Cambaleei alguns passos observando a extensão da campina florida já focada enquanto pensava em onde acordara e o que poderia fazer, eu havia verificado cada parte de meu corpo em busca de ferimentos e sangue assim que abri meus olhos e retomei a consciência, não encontrei nada, apenas uma bermuda coberta de lama com suspensórios então vasculhei minhas lembranças procurando qualquer indício de resposta a minhas perguntas, sem sucesso. Eu seguia com a caminhada mantendo os ouvidos atentos a qualquer possível perigo a espreita e o vale parecia interminável, minhas pernas queimavam com o esforço e minha garganta se apertava a cada passo, olhei o céu para avaliar quanto tempo ainda tinha antes de me encontrar em total escuridão, o sol estava baixo, talvez mais duas ou três horas até a noite engolir o campo por completo e me deixar a única opção de passar a noite sob as estrelas, eu observava cada centímetro de terra considerando o lugar mais confortável para dormir quando senti uma brisa cítrica soprar meus cabelos, ela me convidava a seguir em frente com um puxão no estômago e um sussurrar em meus ouvidos, obedeci, seguindo o cheiro de alecrim que ciciava as flores pelo caminho que se seguia.

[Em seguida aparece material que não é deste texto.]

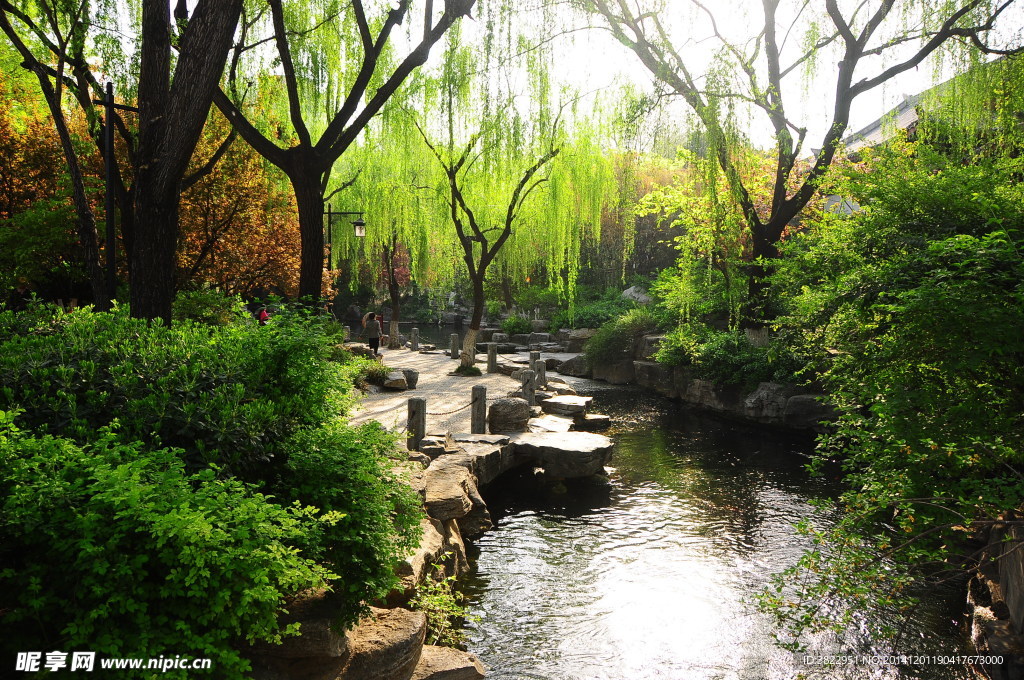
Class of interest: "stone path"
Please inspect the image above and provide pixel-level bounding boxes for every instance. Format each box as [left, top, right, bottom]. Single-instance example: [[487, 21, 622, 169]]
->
[[349, 349, 522, 434]]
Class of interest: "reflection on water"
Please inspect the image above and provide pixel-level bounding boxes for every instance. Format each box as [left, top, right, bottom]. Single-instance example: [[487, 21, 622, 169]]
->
[[463, 385, 971, 680]]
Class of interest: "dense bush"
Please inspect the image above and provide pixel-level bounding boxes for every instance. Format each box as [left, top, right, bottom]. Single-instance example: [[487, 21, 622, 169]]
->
[[583, 307, 661, 368], [654, 323, 803, 387], [761, 144, 1024, 646], [172, 287, 248, 326], [550, 287, 636, 330], [277, 421, 422, 628], [0, 415, 336, 677], [0, 306, 356, 477], [501, 314, 532, 335]]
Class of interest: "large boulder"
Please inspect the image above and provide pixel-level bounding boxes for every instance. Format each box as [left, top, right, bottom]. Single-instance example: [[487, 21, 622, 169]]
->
[[592, 360, 635, 385], [633, 361, 675, 397], [635, 335, 666, 360], [383, 371, 409, 390], [510, 431, 614, 479], [528, 332, 552, 344], [248, 590, 349, 661], [510, 333, 532, 345], [410, 646, 486, 680], [336, 607, 426, 680], [565, 328, 597, 353], [488, 397, 531, 434], [621, 285, 652, 304], [783, 393, 837, 431], [744, 382, 801, 423], [556, 355, 591, 378], [423, 460, 477, 521], [401, 368, 420, 389]]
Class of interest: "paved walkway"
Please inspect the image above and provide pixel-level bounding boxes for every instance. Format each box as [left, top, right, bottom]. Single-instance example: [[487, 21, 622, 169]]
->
[[349, 348, 522, 434]]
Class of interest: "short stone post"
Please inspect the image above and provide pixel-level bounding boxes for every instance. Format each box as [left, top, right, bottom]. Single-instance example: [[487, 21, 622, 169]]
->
[[450, 333, 460, 360], [533, 359, 547, 388], [487, 343, 499, 373], [471, 386, 487, 434], [410, 327, 420, 351], [407, 398, 426, 451], [521, 369, 536, 406], [529, 350, 541, 364]]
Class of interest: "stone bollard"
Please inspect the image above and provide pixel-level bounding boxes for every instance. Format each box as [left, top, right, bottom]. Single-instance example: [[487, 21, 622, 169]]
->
[[450, 333, 460, 360], [407, 398, 426, 451], [529, 350, 541, 365], [487, 343, 498, 373], [521, 369, 536, 406], [471, 385, 487, 434], [410, 327, 420, 351], [533, 359, 547, 388]]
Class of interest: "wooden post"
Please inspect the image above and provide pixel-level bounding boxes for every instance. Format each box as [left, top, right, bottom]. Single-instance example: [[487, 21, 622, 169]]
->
[[522, 369, 536, 406], [471, 385, 487, 434], [533, 359, 547, 388], [487, 342, 498, 373], [411, 327, 420, 351], [450, 333, 460, 359], [407, 398, 426, 451]]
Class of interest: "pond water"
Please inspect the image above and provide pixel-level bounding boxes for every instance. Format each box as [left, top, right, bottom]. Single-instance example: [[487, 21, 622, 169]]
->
[[461, 383, 973, 680]]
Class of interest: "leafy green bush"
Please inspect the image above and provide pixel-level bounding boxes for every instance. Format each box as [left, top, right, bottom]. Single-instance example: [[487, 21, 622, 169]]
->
[[584, 307, 661, 368], [173, 287, 247, 325], [0, 307, 356, 477], [0, 414, 337, 678], [689, 329, 803, 387], [501, 314, 532, 335], [550, 287, 636, 330], [278, 421, 422, 629], [410, 559, 476, 647]]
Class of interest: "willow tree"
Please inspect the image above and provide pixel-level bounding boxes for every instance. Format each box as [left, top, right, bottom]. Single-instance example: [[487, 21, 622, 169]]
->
[[578, 0, 1023, 318], [213, 0, 474, 301], [409, 16, 616, 367]]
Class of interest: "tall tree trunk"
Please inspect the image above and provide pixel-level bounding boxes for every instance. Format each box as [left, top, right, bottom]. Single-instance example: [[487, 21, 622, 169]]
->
[[292, 165, 327, 300], [460, 276, 485, 367], [130, 183, 180, 322], [500, 275, 515, 312]]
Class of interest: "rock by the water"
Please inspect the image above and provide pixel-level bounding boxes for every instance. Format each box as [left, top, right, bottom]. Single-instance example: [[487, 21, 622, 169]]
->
[[542, 395, 592, 416], [488, 397, 531, 434], [423, 461, 476, 521], [528, 414, 575, 433], [249, 590, 349, 660], [336, 607, 425, 680], [592, 360, 635, 385], [783, 393, 836, 431], [410, 646, 486, 680], [565, 328, 597, 353], [633, 360, 674, 396], [528, 332, 551, 344], [575, 413, 611, 431], [383, 371, 409, 390], [556, 355, 591, 378], [510, 431, 614, 478]]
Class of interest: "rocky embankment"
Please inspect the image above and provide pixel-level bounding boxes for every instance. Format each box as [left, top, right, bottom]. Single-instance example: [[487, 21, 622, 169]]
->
[[245, 353, 614, 680]]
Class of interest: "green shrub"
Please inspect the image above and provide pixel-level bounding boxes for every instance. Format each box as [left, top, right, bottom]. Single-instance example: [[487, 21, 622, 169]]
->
[[410, 559, 476, 648], [584, 307, 661, 368], [501, 314, 532, 335], [0, 307, 357, 478], [550, 288, 636, 330], [0, 414, 337, 678], [277, 421, 422, 629], [172, 287, 247, 326], [688, 329, 803, 387]]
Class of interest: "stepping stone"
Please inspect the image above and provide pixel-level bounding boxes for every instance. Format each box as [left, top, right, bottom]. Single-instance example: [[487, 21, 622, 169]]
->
[[510, 431, 613, 478], [575, 413, 611, 431], [541, 395, 592, 416], [528, 414, 575, 433], [383, 371, 408, 390]]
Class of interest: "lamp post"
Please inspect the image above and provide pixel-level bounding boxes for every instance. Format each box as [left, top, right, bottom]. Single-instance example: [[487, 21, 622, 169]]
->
[[323, 205, 366, 267]]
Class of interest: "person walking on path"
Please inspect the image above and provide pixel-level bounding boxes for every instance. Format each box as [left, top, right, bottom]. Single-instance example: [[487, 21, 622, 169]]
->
[[361, 312, 383, 358]]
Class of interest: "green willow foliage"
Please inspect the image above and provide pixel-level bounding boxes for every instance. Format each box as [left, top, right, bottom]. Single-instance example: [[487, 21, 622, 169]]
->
[[332, 3, 619, 304], [761, 142, 1024, 648]]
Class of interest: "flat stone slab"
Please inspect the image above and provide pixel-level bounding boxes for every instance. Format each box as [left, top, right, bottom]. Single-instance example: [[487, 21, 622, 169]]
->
[[541, 395, 592, 416], [575, 413, 611, 431], [451, 433, 511, 446], [528, 414, 575, 433], [410, 643, 485, 679], [510, 431, 613, 479]]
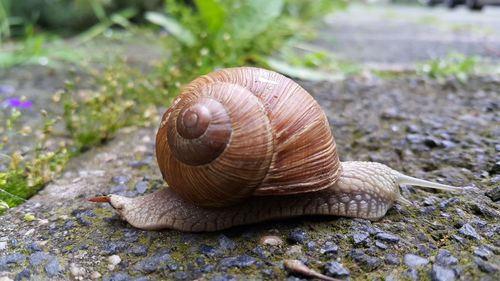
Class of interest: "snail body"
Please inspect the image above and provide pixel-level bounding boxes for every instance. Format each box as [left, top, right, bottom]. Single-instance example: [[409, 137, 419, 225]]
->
[[92, 67, 462, 232]]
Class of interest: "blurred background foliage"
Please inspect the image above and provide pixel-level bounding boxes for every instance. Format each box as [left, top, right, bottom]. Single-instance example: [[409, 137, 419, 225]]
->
[[1, 0, 161, 38], [0, 0, 344, 40]]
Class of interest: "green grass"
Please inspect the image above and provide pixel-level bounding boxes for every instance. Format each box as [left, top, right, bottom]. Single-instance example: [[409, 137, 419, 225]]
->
[[417, 53, 479, 82], [0, 109, 69, 211], [62, 63, 166, 151]]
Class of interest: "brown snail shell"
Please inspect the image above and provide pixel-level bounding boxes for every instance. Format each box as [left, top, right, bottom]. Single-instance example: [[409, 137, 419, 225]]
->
[[156, 67, 341, 207], [92, 67, 463, 232]]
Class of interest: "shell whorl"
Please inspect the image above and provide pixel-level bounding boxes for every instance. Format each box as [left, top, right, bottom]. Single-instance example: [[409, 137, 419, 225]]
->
[[156, 67, 341, 208]]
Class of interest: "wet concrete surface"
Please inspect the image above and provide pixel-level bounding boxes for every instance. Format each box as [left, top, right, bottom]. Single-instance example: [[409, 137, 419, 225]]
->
[[321, 4, 500, 67]]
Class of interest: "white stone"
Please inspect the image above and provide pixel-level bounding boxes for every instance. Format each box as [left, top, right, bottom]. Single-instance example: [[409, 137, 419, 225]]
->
[[108, 255, 121, 265], [285, 245, 303, 256], [259, 235, 283, 246], [90, 271, 101, 280], [0, 277, 13, 281], [0, 242, 6, 251], [69, 263, 85, 277]]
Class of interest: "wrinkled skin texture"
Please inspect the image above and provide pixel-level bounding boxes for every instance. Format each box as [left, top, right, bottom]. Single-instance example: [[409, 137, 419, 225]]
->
[[107, 161, 455, 232]]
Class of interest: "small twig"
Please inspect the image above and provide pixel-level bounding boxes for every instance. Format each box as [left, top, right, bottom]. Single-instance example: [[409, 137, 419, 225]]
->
[[283, 259, 342, 281]]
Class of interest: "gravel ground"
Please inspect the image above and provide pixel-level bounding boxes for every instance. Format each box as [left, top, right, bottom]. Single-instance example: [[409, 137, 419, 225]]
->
[[0, 75, 498, 280]]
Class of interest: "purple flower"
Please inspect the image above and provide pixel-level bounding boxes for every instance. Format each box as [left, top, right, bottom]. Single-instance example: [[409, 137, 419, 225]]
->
[[0, 85, 15, 95], [4, 97, 33, 109]]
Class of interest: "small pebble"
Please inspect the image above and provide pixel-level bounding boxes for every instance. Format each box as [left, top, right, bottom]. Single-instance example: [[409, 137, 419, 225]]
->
[[15, 269, 30, 280], [70, 263, 85, 278], [435, 249, 458, 267], [217, 255, 256, 269], [252, 246, 268, 259], [439, 198, 459, 209], [28, 252, 50, 266], [473, 246, 492, 260], [286, 245, 303, 256], [27, 242, 41, 253], [430, 265, 456, 281], [128, 245, 148, 256], [0, 242, 6, 251], [44, 258, 60, 277], [135, 181, 148, 194], [452, 235, 465, 244], [108, 255, 121, 266], [352, 231, 369, 244], [485, 186, 500, 202], [405, 268, 420, 281], [90, 271, 102, 280], [111, 175, 130, 184], [404, 254, 429, 268], [375, 232, 400, 243], [385, 253, 400, 265], [458, 223, 481, 240], [375, 241, 388, 250], [349, 249, 381, 271], [102, 241, 126, 255], [306, 241, 316, 251], [133, 249, 177, 273], [219, 235, 236, 250], [0, 253, 25, 271], [288, 228, 309, 244], [259, 235, 283, 246], [474, 258, 499, 273], [199, 244, 218, 257], [324, 261, 350, 278], [319, 241, 338, 255], [71, 209, 95, 226]]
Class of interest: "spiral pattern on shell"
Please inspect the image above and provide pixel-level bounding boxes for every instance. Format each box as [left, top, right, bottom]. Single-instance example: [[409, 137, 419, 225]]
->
[[156, 67, 341, 207]]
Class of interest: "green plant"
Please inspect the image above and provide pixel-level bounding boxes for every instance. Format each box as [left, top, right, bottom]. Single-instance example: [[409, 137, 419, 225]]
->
[[0, 108, 69, 208], [146, 0, 345, 91], [0, 0, 10, 41], [417, 53, 478, 82], [62, 63, 165, 151], [0, 26, 85, 68]]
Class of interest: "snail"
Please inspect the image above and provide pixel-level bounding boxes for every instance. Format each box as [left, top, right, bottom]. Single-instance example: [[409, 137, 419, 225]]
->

Alcancei a encosta e avistei com os últimos raios de sol um conjunto de cabanas que cercavam o início de uma floresta de pinheiros, algumas poucas pessoas circulavam as barracas conversando e carregando bagagens enquanto se arrumavam para a noite, considerando a idade da maior parte delas, eu poderia dizer que estava diante de um acampamento de férias.
Aproximei-me com cuidado usando as sombras para cobrir minhas feições enquanto seguia abaixado, o suficiente para ouvir o que dois garotos comentavam.
_ Ainda não tenho certeza, a fogueira vai durar quase a noite toda e eu sinceramente preciso dormir. _ Dizia o rapaz da direita com os cabelos loiros compridos balançando ao redor de seus ombros largos e os olhos verde escuros e avermelhados indicavam pelo menos duas noites sem qualquer descanso, o que explicava a relutância a participar de qualquer que fosse o evento que aconteceria naquela noite ao redor de uma fogueira.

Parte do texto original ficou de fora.